Im Gegensatz zur rheumatoiden Arthritis gibt es keine einheitlichen PsA-typischen Diagnose-Kriterien. Zwei englische Autoren schlagen folgende Diagnose-Kriterien vor:

  • Gelenkentzündungen in drei Gelenken
  • Rheumafaktoren negativ
  • Negative Laboruntersuchungen im Blut oder Gelenkflüssigkeit
  • Veränderungen der Haut und Nägel wie bei einer Psoriasis

Typische Messkriterien sind die ACR-Kriterien sowie die spezifischen PsA-Kriterien PASI (= Psoriasis Ausmaß und Schwere Index) und PsARC (Psoriasis Arthritis Response Criteria).
Bei der Psoriasis-Arthritis sind zwei Untersuchungsformen wichtig: die Gelenk- und Knochenszintigraphie und die Magnetresonanztomographie der Halswirbelsäule.
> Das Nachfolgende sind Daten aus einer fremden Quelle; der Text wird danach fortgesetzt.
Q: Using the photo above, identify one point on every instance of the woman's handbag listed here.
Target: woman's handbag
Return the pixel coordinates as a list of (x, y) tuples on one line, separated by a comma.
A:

Bei der Szintigraphie wird ein leicht radioaktives Kontrastmittel injiziert, dass sich in den entzündeten Gelenken anlagert. Dadurch wird ein Verlauf dokumentiert und gleichzeitig können versteckte Entzündungsherde erkannt werden. Die Tomographie der Halswirbelsäule ist notwendig, da bei bis zu 70 % der Betroffenen die Halswirbelsäule befallen ist.